Cognitive impairment (brain fog)
Impairment of learning and memory
Low mood / depression
Loss of libido
Anhedonia
Anxiety
Irritability
Decreased social interaction
Increased hyperalgesia (more aches and pains)
Reduction in grooming (less keen on performing the normal daily ablutions)

Here is the CCC definition of PEM:
Post-Exertional Malaise and/or Fatigue: There is an inappropriate loss of physical and mental stamina, rapid muscular and cognitive fatigability, post exertional malaise and/or fatigue and/or pain and a tendency for other associated symptoms within the patient’s cluster of symptoms to worsen. There is a pathologically slow recovery period usually 24 hours or longer.



at this point I can say that fatigue and lethargy are a result of poor energy production and a depletion of energy in every major bodily system.

You can of course speculate that poor energy production may be the cause of your fatigue and lethargy, and some researchers have indeed done this, hypothesizing that ME/CFS may be due to mitochondrial problems; but nobody knows for sure what is going on in ME/CFS. There are only theories at this stage.

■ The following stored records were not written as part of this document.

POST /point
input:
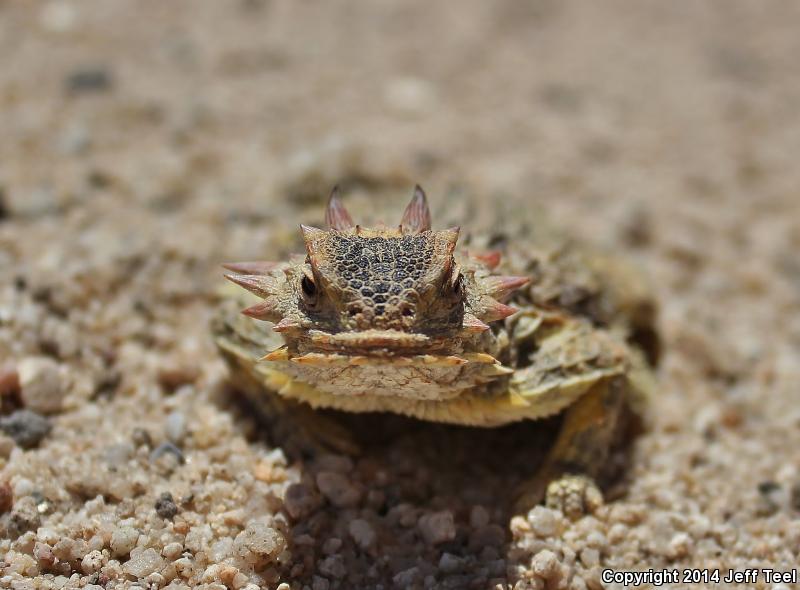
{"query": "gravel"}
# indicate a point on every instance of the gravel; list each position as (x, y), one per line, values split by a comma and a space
(25, 427)
(41, 385)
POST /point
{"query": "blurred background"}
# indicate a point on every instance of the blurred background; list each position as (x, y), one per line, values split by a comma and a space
(142, 143)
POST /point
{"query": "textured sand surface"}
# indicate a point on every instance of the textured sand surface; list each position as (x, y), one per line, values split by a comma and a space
(145, 142)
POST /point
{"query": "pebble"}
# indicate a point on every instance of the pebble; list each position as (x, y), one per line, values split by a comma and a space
(339, 490)
(590, 557)
(406, 578)
(449, 563)
(41, 386)
(143, 563)
(172, 550)
(165, 506)
(6, 497)
(89, 79)
(6, 446)
(123, 540)
(333, 566)
(362, 532)
(545, 564)
(175, 427)
(92, 562)
(490, 535)
(300, 501)
(25, 427)
(437, 527)
(331, 545)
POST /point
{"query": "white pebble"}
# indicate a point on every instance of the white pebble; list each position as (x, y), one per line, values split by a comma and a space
(40, 383)
(437, 527)
(175, 427)
(544, 522)
(338, 489)
(143, 564)
(123, 540)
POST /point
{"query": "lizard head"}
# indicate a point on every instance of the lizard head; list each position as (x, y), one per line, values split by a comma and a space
(376, 295)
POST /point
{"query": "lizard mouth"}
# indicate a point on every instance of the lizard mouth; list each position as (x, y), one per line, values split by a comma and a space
(375, 347)
(375, 342)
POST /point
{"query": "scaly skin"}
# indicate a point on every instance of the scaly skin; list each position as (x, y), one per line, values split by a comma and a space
(399, 320)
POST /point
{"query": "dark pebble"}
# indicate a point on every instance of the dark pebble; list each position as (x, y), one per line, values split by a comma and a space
(6, 497)
(164, 449)
(93, 79)
(26, 428)
(166, 507)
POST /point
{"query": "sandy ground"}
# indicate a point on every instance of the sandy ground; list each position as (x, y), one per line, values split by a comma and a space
(145, 142)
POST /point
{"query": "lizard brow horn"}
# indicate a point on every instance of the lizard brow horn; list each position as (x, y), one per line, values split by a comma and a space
(416, 218)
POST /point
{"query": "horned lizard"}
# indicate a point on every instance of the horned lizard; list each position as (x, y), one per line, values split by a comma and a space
(397, 319)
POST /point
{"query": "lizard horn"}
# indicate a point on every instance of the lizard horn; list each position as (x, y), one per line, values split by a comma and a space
(336, 216)
(417, 216)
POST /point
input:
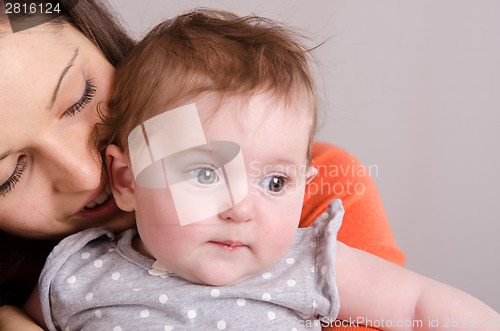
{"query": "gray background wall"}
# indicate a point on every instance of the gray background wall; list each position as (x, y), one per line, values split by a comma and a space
(412, 89)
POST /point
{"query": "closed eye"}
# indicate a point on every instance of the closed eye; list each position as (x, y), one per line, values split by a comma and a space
(88, 95)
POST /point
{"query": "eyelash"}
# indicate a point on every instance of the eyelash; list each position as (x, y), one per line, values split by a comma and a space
(88, 95)
(8, 186)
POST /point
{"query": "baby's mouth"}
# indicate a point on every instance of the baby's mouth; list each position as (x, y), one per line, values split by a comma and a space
(229, 245)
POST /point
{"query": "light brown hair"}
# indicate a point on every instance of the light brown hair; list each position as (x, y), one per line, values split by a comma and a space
(91, 17)
(201, 51)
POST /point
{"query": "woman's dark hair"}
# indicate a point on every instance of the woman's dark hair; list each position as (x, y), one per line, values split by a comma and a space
(21, 259)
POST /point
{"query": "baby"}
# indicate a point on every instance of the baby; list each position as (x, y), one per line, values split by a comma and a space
(208, 142)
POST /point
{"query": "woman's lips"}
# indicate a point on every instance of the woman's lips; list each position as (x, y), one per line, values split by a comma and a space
(228, 245)
(105, 210)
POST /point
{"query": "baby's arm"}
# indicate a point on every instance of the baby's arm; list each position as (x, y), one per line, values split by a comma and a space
(13, 319)
(373, 289)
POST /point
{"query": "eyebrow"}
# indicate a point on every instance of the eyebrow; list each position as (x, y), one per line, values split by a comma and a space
(63, 74)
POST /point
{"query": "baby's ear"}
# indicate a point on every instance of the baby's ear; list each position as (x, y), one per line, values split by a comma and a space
(121, 178)
(311, 173)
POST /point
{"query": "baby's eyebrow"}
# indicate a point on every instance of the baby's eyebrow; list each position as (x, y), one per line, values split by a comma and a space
(63, 74)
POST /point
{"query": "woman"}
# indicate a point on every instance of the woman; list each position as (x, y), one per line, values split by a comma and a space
(54, 76)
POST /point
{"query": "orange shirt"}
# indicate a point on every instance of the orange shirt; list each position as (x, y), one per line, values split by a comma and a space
(365, 225)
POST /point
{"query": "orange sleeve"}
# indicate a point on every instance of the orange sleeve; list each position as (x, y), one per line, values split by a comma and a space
(365, 225)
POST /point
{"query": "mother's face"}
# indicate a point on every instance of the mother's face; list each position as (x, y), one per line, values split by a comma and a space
(52, 79)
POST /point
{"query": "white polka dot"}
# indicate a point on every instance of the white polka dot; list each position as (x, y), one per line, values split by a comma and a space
(221, 325)
(191, 314)
(163, 298)
(71, 279)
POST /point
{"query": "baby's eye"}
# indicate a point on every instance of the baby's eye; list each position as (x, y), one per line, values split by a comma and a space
(204, 176)
(274, 184)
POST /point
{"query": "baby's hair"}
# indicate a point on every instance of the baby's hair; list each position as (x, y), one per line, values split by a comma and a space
(206, 51)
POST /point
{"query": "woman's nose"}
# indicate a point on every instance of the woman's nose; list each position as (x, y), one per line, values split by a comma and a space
(242, 212)
(71, 169)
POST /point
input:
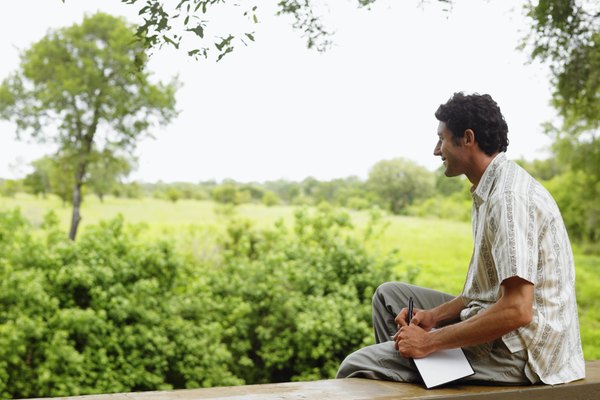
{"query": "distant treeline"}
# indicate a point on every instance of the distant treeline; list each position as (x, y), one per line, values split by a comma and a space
(398, 186)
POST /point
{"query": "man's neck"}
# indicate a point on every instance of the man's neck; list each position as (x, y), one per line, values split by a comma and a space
(478, 167)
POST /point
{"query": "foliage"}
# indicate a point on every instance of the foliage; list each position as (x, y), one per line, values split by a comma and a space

One thing to be aware of, though, is that even in healthy people, the muscle fatigue they feel in their mind when they have significantly used their muscles is in part a psychological fatigue, and in part a real depletion of energy in the muscles.

I only recently became aware of this, but in there are in fact two mechanisms which lead to fatigue during normal muscle use: central fatigue and peripheral fatigue. I am talking about healthy people here.

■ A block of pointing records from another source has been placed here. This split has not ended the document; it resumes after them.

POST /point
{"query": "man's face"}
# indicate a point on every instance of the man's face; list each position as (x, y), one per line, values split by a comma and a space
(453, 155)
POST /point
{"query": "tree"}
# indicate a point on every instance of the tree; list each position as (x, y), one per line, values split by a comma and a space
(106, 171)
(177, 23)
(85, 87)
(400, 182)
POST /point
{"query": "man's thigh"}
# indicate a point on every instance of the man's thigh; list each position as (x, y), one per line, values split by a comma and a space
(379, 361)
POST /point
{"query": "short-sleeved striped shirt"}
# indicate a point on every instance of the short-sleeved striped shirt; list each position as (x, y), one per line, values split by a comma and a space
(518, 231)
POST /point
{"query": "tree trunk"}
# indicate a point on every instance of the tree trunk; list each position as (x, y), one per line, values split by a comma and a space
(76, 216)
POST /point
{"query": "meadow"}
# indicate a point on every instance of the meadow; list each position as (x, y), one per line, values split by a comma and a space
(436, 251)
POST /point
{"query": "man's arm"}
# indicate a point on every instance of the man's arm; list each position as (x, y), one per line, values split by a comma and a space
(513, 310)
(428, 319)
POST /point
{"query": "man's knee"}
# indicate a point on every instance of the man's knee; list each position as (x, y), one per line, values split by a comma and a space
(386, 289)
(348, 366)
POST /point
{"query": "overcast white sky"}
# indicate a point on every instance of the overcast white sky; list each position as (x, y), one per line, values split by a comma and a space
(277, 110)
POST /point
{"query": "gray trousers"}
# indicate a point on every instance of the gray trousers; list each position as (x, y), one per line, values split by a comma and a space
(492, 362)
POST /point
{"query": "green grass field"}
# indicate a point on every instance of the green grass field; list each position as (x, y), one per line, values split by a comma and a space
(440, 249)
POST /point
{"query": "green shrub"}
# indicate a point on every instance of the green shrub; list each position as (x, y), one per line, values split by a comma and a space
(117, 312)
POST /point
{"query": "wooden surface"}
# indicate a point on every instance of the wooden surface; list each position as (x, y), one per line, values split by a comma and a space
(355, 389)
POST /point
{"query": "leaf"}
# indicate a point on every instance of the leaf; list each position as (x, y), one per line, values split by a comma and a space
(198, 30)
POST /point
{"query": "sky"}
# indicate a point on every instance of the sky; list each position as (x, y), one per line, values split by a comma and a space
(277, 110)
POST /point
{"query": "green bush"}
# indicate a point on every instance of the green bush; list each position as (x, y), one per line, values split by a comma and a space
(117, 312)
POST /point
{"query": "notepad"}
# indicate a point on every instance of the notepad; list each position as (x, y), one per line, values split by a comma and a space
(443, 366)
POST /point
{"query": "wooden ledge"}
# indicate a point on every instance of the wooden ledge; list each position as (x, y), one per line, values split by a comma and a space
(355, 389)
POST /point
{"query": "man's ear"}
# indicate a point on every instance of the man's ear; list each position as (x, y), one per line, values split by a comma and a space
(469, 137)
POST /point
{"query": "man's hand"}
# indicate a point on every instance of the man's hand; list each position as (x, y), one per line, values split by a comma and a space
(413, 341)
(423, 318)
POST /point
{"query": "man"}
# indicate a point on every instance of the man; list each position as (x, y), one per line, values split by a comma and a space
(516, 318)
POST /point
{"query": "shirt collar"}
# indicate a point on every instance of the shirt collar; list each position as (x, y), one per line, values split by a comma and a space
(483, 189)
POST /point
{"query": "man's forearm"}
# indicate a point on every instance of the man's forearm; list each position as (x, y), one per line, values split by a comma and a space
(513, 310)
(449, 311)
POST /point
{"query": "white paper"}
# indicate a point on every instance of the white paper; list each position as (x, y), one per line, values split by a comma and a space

Central fatigue is the psychological feeling of fatigue generated in the brain, and contrasts to peripheral fatigue, which is defined as the physical running out of energy in the muscles, or the running out of other factors needed to make the muscles work. For a fuller description of the two types of fatigue, see here: Muscle weakness - Wikipedia

One study I read on this subject discovered that when you use your muscles a lot, you get a serotonin build-up around the motor neurons in your brain (the motor neurons that are activating your muscles). The more you use the muscles, the more this serotonin engulfs your motor neurons. This flood of serotonin then creates a psychological feeling of muscle fatigue. This is central fatigue.

This central fatigue is not a real loss of physical muscle energy, but a feeling created in your brain that the muscles are tired. The idea of deliberately creating this psychological feeling of muscle fatigue is presumably to protect you from overusing your muscles, which could lead to muscle damage.

So you see that even in healthy people, a deliberately created psychological feeling of muscle fatigue is used to make sure you don't overwork yourself. Just as in sickness behavior, a deliberately created feeling of overall fatigue is created so that you conserve energy.

I mention this just to show that it is not so straightforward to work out whether the feeling of fatigue you have comes from a physical depletion of energy, or a feeling of psychological fatigue imposed on you by your own brain.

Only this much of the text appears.